そして、二才頭自身も、それぞれの郷の二才頭同士で学び、分かち合い、どうしても解決しないことがあれば、25才くらいを超え長老(おせんし)と呼ばれる大先輩のところに行き、教えを請いました。
これこそが郷中教育の特徴で、教師なき教育制度と呼ばれるゆえんです。
郷中教育において最も大切とされる、人として守るべき3つの教えがあります。
「負けるな」
人に負けないというよりも、どんな困難に遭っても決して自分に負けてあきらめないこと。
「嘘をつくな」
過ちを犯したときには決して言い訳せず、素直に非を受け入れること。
「弱い者をいじめるな」
弱い者いじめが最も卑劣で、器の小さい人間のすることだから、慎むこと。
こうした郷中教育の教えには、いつの時代にも通用する普遍の真理が含まれているように思えてなりません。
さて、郷中でも教えを誰よりもかたく守り、年長者を敬い、後輩をかわいがり、文武を鍛えた西郷さん。
やがて実力と人望を備えた若者として成長し、下級武士の子ながら、下加治町の郷中に「西郷あり」と藩内に知られるところとなっていきました。
西郷さんは、ニ才頭として後輩たちを指導していくのですが、大山巌や東郷平八郎らはみな、西郷さんからかわいがられた後輩たちでした。
下加治町の郷中の子供たちが、他の郷中に比べて立派であるとされ、彼らが模範とするリーダーの西郷さんの評判が高まっていったそうです。
また、西郷さんは16歳のとき、その才能を評価され、「郡方書役助(こうりかたかきやくたすく)」として藩に出仕しました。
これもまた、郷中教育で日々才能を磨いた努力の成果でしたが、このことは、あとに続く後輩にとっても大いに励みになったに違いありません。
『西郷隆盛 十の「訓え」』西郷隆文
三笠書房
所長視点
郷中教育のなかで、危機管理のことを常に議論していたそうです。
あらゆる場面を想定し、ケース・バイ・ケースでどのように判断するのが武士としてふさわしいのか。
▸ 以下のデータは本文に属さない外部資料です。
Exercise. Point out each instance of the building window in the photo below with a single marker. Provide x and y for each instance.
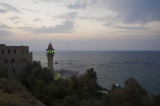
(26, 51)
(22, 51)
(12, 60)
(5, 60)
(2, 51)
(8, 51)
(24, 68)
(14, 51)
(14, 70)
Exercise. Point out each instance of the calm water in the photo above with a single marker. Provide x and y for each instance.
(112, 67)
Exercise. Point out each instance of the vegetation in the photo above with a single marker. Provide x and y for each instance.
(82, 90)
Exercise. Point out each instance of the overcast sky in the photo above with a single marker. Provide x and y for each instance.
(81, 24)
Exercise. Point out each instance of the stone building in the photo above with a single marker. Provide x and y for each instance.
(50, 55)
(14, 59)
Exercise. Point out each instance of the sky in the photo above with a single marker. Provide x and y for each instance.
(81, 25)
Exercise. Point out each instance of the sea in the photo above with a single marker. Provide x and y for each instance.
(112, 67)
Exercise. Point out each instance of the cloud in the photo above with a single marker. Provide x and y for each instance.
(81, 4)
(30, 10)
(5, 26)
(66, 27)
(14, 18)
(3, 11)
(135, 11)
(51, 0)
(5, 33)
(9, 7)
(111, 24)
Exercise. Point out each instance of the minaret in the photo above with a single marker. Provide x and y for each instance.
(50, 54)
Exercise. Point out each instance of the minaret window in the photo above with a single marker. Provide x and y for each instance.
(2, 51)
(8, 51)
(5, 60)
(14, 51)
(22, 51)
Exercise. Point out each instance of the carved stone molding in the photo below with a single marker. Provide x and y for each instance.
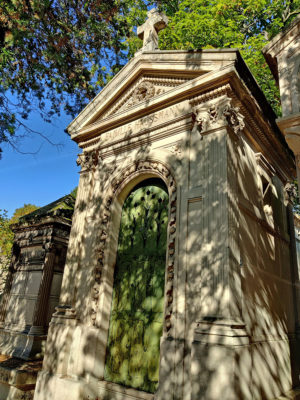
(87, 160)
(177, 150)
(214, 115)
(117, 182)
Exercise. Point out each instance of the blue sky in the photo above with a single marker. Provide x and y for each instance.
(41, 178)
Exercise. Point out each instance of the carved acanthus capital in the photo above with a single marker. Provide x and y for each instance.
(290, 192)
(87, 160)
(216, 114)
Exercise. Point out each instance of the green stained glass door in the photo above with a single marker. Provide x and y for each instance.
(136, 320)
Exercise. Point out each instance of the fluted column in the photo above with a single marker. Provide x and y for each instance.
(40, 312)
(8, 283)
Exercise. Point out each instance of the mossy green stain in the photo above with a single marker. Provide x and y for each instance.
(136, 319)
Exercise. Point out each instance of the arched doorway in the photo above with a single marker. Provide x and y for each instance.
(136, 319)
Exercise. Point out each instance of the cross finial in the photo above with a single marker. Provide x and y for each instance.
(149, 30)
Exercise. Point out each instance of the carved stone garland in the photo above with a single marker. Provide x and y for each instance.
(105, 221)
リーダーとして有るべき姿なのか。答えなき答えを、いまの中高生の年令の若者がトコトン議論し合ったそうです。
その根底にあるものが「負けるな」「嘘をつくな」「弱い者をいじめるな」です。
特別なことではありませんが、ただ教えらたことではなく、自分で考え、判断し、行動できるようになるまで落とし込む。